Merida è una figura splendida perché incarna contraddizioni molto buffe: da una parte potrebbe essere una perfetta femminista, con forte desiderio d’indipendenza e libertà, dall’altra è una bambina egocentrica che non ha ancora compreso il suo posto nel mondo.
Il suo scendere a patti col dovere e il “destino” è, da parte sua, immenso: a differenza della sirenetta che si immola al suo sogno d’amore (anche se la Disney se non altro le ha regalato un matrimonio coi fiocchi), Merida capisce che la libertà di cui vaneggia non esiste per nessuno.
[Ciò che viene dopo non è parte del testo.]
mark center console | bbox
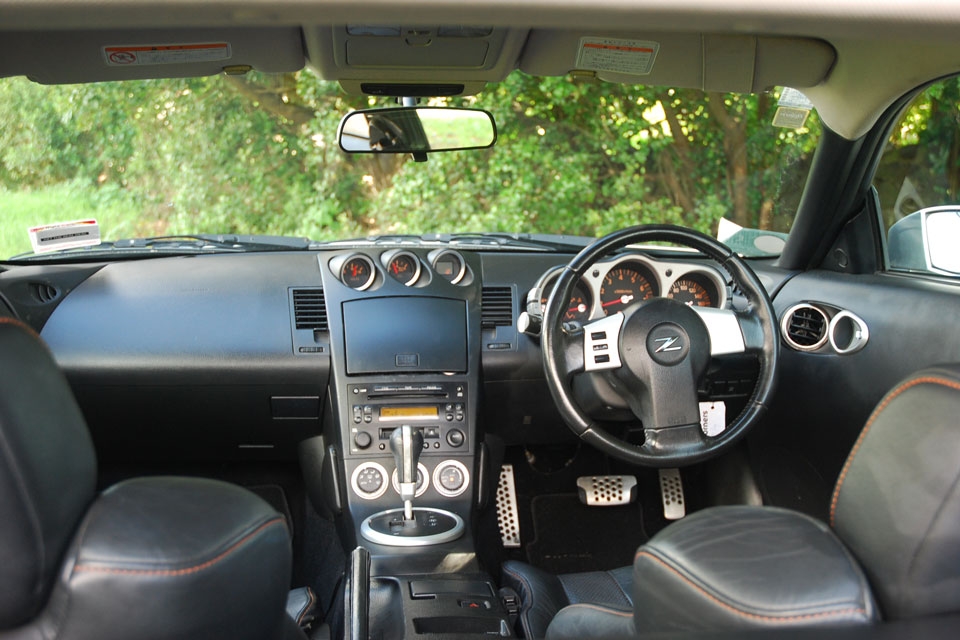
[311,248,510,637]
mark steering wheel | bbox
[541,225,779,467]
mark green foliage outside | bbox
[0,69,827,258]
[873,79,960,230]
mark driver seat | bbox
[502,366,960,638]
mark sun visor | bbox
[520,30,835,92]
[0,28,304,84]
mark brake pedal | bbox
[658,468,686,520]
[576,475,637,506]
[496,464,521,548]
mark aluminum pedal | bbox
[658,468,686,520]
[496,464,521,548]
[576,475,637,506]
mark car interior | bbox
[1,1,959,639]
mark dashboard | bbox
[529,252,729,325]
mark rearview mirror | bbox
[888,206,960,275]
[338,107,497,154]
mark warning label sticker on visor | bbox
[575,37,660,75]
[103,43,231,66]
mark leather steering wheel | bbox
[541,225,779,467]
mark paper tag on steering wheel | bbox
[699,401,726,436]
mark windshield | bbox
[0,71,819,260]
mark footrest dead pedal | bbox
[658,468,686,520]
[576,475,637,506]
[496,464,521,548]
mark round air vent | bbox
[781,303,829,351]
[30,282,60,304]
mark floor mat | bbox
[524,493,647,574]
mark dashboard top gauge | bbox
[340,254,376,290]
[385,251,421,286]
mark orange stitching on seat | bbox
[634,551,866,622]
[560,603,633,618]
[829,376,960,527]
[73,518,284,577]
[298,588,316,625]
[0,316,40,339]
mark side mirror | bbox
[888,206,960,275]
[338,107,497,154]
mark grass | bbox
[0,184,145,259]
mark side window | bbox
[874,77,960,277]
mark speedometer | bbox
[599,263,656,315]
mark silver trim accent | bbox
[391,462,430,498]
[359,507,465,547]
[350,461,389,500]
[576,475,637,506]
[383,249,422,286]
[692,306,747,355]
[496,464,521,548]
[340,253,376,291]
[583,312,624,371]
[432,249,466,285]
[829,310,870,355]
[780,303,829,352]
[658,468,686,520]
[432,459,471,498]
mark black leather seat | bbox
[503,365,960,638]
[0,318,307,640]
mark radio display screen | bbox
[379,406,439,421]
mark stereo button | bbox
[354,432,372,449]
[446,429,465,447]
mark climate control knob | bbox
[432,459,470,498]
[351,462,389,500]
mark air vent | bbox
[292,288,328,331]
[30,282,60,304]
[481,286,513,328]
[781,303,828,351]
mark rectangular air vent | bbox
[481,286,513,328]
[292,288,328,332]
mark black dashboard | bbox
[0,246,781,468]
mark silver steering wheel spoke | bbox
[582,312,624,372]
[691,306,748,355]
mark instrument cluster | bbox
[531,253,729,324]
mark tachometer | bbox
[540,278,592,324]
[341,255,376,290]
[667,277,714,307]
[599,263,656,315]
[386,251,421,286]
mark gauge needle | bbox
[567,304,587,313]
[602,294,634,308]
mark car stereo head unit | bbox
[346,382,468,456]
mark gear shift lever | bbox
[389,425,424,521]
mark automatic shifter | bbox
[389,425,424,520]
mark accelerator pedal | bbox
[576,475,637,506]
[496,464,522,548]
[658,468,686,520]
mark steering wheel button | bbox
[591,331,607,340]
[595,354,611,364]
[593,344,608,351]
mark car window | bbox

Commovente fino alle lacrime è la sua disperazione quando abbraccia la madre credendo di averla persa, mormorando "ti rivoglio com'eri". Merida-adolescente è diventata adulta senza perdere nulla della sua purezza.

Infine, il nemico da sconfiggere (che non può mancare) è un orso cattivo, molto più cattivo del predecessore nello struggente Red & Toby. Ma non lo si può definire un vero e proprio antagonista; incarna piuttosto uno dei possibili destini di Merida. Vittima di troppa irruenza e stoltezza giovanile, l’ex principe aveva infatti dato la vita a una strega in cambio di una forza bestiale che a nulla gli valse, se non distruggere il suo stesso regno. Merida alla fine non lo sconfigge; piuttosto lo libera.

L'happy ending, inutile dirlo, c'è comunque. Ma è un finale che funziona col resto della storia. E soprattutto è un bel finale.
Brave
è un film completo: ha picchi esilaranti e parentesi di una violenza vietabilissima ai più piccoli. E' una storia intensa, pulita, piena di speranza. E qui poco importa se si ha a che fare con una principessa che insegue fuochi fatui: Merida è credibile, è normale, è "una di noi". Chioma infuocata a parte.